Antonio, siguiendo la escuela de Francisco de Asís, pone siempre a Cristo en el centro de la vida y del pensamiento, de la acción y de la predicación. Este es otro rasgo típico de la teología franciscana: el cristocentrismo. Contempla de buen grado, e invita a contemplar, los misterios de la humanidad del Señor, el hombre Jesús, de modo particular el misterio de la Natividad, Dios que se ha hecho hombre y se ha puesto en nuestras manos: un misterio que suscita sentimientos de amor y de gratitud hacia la bondad divina.

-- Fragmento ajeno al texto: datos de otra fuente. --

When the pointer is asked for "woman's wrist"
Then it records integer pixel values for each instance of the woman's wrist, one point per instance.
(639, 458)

Por una parte, la Natividad, un punto central del amor de Cristo por la humanidad, pero también la visión del Crucificado le inspira pensamientos de reconocimiento hacia Dios y de estima por la dignidad de la persona humana, para que todos, creyentes y no creyentes, puedan encontrar en el Crucificado y en su imagen un significado que enriquezca la vida. Escribe san Antonio: «Cristo, que es tu vida, está colgado delante de ti, para que tú mires en la cruz como en un espejo. Allí podrás conocer cuán mortales fueron tus heridas, que ninguna medicina habría podido curar, a no ser la de la sangre del Hijo de Dios. Si miras bien, podrás darte cuenta de cuán grandes son tu dignidad humana y tu valor... En ningún otro lugar el hombre puede comprender mejor lo que vale que mirándose en el espejo de la cruz» (Sermones III, pp. 213-214).

Meditando estas palabras podemos comprender mejor la importancia del sacrificio de Jesús en la cruz. En ningún otro punto se puede comprender cuánto vale el hombre, precisamente porque Dios nos hace tan importantes, nos ve así tan importantes, que para él somos dignos de su sufrimiento; así toda la dignidad humana aparece en el espejo del Crucificado y contemplarlo es siempre fuente del reconocimiento de la dignidad humana.

Queridos amig@s, inspirándonos en estas enseñanzas podemos aprender a amar más a Jesús y darle en nuestras vidas la importancia que merece. Inspirados por Jesús podemos acercarnos también a aquellas personas que no lo conocen y ayudarlas: «Si predicas a Jesús, él ablanda los corazones duros; si lo invocas, endulzas las tentaciones amargas; si piensas en él, te ilumina el corazón; si lo lees, te sacia la mente» (Sermones III, p. 59).